Brooklyn Nerd Comedy Stumbles

A small picture called The Baxter from writer and director Michael Showalter—who plays the title character, a nerd type some may know better as a Poindexter—begins with a good plot premise, then stumbles and falls flat.

The Baxter, as he describes himself in a clumsy narrative, is accountant Elliot, one of those competent New Yorkers who shows up for work on time and hasn't overcome his adolescent awkwardness. Showalter presents his leading man as is, doubting himself, living in a Brooklyn walkup and reading the dictionary for pleasure.

In walks an attractive blueblood portrayed by Elizabeth Banks, a client who makes an inexplicably open play for Elliot right there in his modest office. It's enough to make Elliot go weak in the knees, which he does, much to the chagrin of a geeky temp (Michelle Williams) who nearly locked lips with Elliot before the saucy Banks sashayed in. Most of the movie involves watching Elliot, who becomes engaged to Banks, bounce back and forth like a tennis ball.

The love triangle gets complicated with a fourth person—Banks' hunky ex-boyfriend (Justin Theroux)—who shows up to woo the Banks babe and what is intended to be madcap is mediocre in Showalter's hands. Flashback framing reveals too much too soon, giving the picture a droning inevitability. Showalter tells the story in bits, part farce, part testimonial, part routine and the comedy is sketchy.

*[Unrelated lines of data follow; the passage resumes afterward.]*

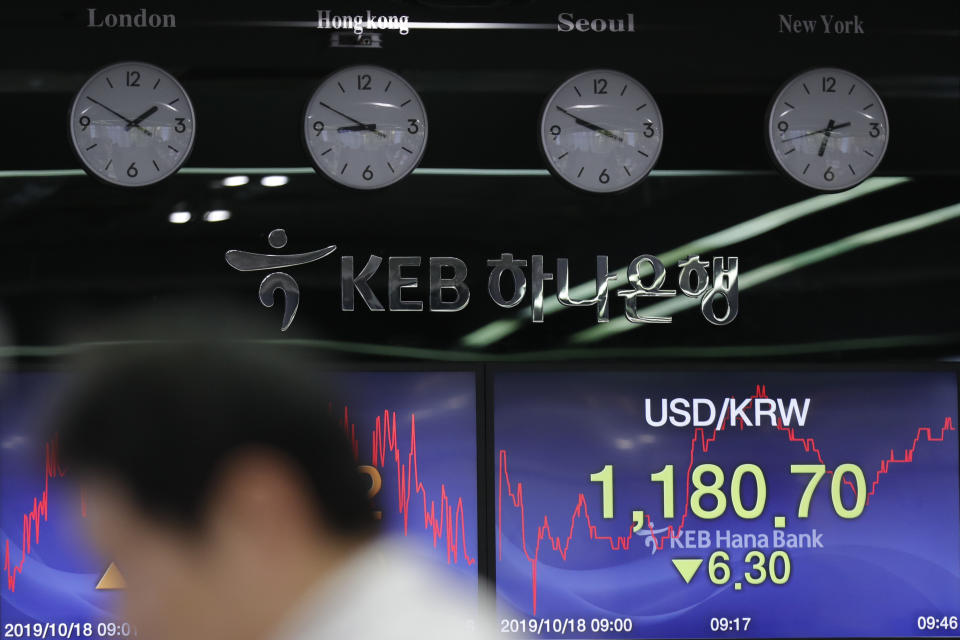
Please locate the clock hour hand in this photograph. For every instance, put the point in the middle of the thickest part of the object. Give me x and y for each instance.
(590, 125)
(813, 133)
(146, 114)
(122, 117)
(826, 136)
(354, 120)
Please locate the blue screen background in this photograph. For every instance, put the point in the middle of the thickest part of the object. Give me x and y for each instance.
(875, 575)
(61, 571)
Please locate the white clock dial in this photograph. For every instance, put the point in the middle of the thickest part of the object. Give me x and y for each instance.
(601, 131)
(827, 129)
(365, 127)
(132, 124)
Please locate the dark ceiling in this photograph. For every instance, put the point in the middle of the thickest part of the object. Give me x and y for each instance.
(76, 253)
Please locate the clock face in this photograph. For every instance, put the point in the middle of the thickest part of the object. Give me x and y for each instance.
(365, 127)
(132, 124)
(827, 129)
(601, 131)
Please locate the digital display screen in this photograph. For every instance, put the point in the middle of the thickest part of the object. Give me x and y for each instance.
(682, 505)
(413, 432)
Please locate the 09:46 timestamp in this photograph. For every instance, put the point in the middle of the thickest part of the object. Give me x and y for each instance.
(938, 623)
(730, 624)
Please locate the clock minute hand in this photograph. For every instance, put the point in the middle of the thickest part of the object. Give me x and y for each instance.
(379, 133)
(358, 127)
(146, 114)
(119, 115)
(813, 133)
(590, 125)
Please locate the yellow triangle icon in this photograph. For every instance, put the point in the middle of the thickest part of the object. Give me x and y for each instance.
(687, 567)
(112, 579)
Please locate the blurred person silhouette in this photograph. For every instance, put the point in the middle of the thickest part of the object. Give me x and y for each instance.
(219, 482)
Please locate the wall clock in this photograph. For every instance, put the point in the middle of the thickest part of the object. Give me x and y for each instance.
(132, 124)
(601, 131)
(827, 129)
(365, 127)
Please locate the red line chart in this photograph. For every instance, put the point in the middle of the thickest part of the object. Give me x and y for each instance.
(560, 543)
(36, 515)
(444, 520)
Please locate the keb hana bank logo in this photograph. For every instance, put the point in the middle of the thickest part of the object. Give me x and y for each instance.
(439, 284)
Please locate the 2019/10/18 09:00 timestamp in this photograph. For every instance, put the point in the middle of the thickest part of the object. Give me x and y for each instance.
(539, 626)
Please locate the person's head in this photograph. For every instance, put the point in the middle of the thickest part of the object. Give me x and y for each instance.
(216, 477)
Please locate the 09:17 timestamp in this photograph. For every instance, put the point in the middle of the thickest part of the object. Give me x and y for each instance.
(730, 624)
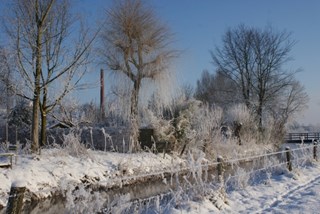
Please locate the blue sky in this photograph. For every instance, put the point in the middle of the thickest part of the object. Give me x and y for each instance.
(198, 26)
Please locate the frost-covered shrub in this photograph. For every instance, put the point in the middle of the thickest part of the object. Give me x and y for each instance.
(21, 115)
(73, 146)
(239, 114)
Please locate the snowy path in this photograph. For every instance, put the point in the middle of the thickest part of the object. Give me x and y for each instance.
(303, 199)
(296, 192)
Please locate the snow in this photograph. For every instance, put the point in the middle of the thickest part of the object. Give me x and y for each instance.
(281, 192)
(55, 170)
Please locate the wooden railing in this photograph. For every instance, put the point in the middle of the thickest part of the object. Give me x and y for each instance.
(306, 137)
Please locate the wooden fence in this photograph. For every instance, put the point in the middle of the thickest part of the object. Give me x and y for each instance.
(302, 137)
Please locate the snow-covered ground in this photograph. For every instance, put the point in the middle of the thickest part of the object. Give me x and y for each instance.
(55, 169)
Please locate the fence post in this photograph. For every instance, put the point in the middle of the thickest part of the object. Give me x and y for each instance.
(220, 169)
(16, 195)
(315, 144)
(288, 155)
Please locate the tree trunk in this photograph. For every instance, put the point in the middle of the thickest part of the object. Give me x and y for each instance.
(134, 116)
(36, 96)
(102, 107)
(43, 135)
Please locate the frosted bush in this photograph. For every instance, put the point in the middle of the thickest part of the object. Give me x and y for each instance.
(73, 146)
(240, 179)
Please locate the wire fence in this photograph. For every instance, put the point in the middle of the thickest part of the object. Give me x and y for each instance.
(197, 179)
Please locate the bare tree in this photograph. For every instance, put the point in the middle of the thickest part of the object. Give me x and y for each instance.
(7, 84)
(254, 59)
(40, 31)
(135, 45)
(217, 90)
(291, 100)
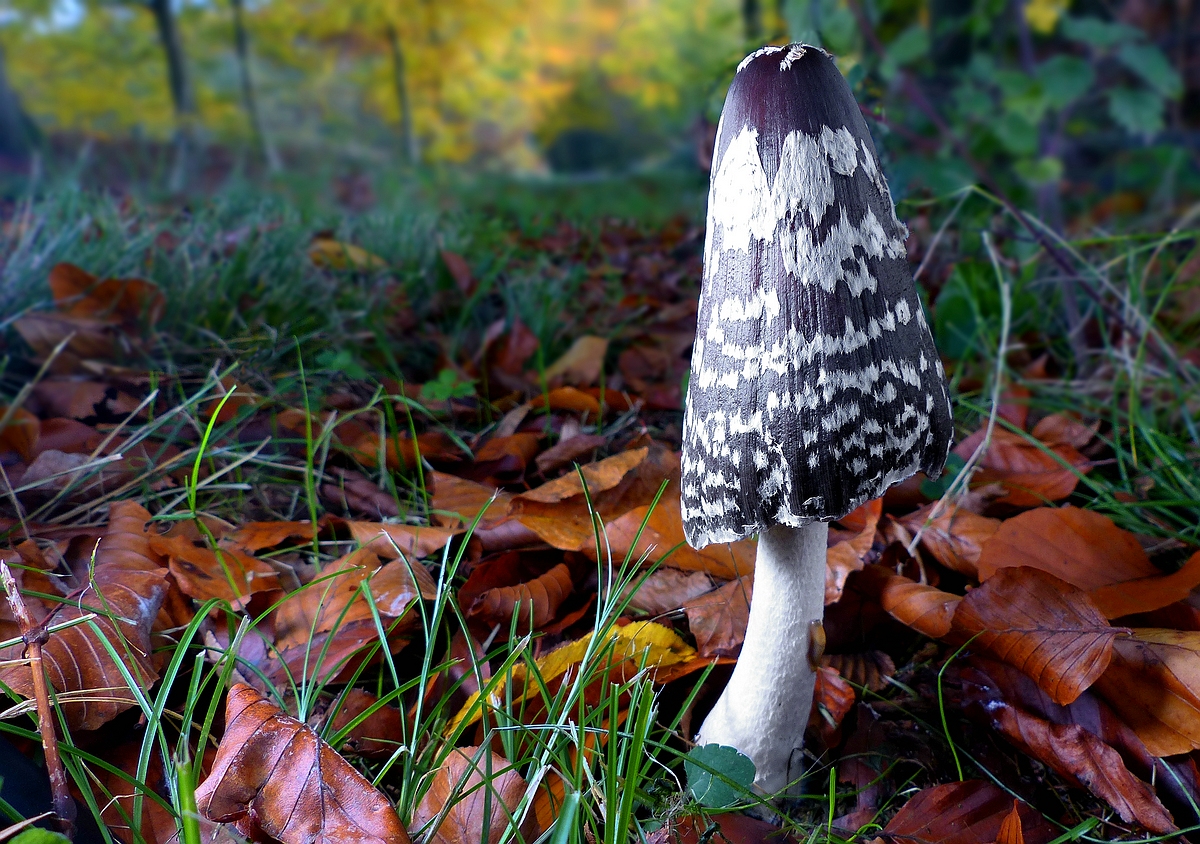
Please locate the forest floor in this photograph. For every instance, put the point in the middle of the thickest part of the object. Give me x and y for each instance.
(406, 482)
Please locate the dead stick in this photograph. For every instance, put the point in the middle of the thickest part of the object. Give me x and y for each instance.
(35, 635)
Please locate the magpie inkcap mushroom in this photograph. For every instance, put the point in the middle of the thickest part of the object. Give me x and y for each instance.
(815, 383)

The Baxter trips in a bar scene with Paul Rudd as yet another character, yukking it up at in-jokes with more side characters, and this is where Showalter loses focus.

Elliot, neither sufficiently goofy nor appealing, is grating—as shallow as the social climber in one scene, yet all thumbs in love with the geek girl a few minutes later. At his worst, he is downright shabby, stringing the Banks character along while cozying up to the secretary. When he faces making a choice, he is like someone who, when invited out for a beer, stalls for a better deal.

That makes Elliot an everyman, perpetually looking over a shoulder while he's talking to someone, and he loses his noble nerd status relatively quickly. Nerds are supposed to understand rejection and loneliness; this guy would sell his mother for a party in the Hamptons. He wants to be like everyone else so desperately that it isn't convincing in those few instances when he does not.

Peter Dinklage (The Station Agent) nets a few chuckles as a swishy midget, but the best scenes belong to Michelle Williams as the temp. She fumbles and stammers, coming out of the rain or stepping into an amateur night spotlight, and she's smart enough to pack her bags and head back to Ohio, which allows her to deadpan the movie's funniest line. As the odd duck with Big City goals, it is her—not the Baxter—we're rooting for by the end of a movie that neglects to provide the real McCoy.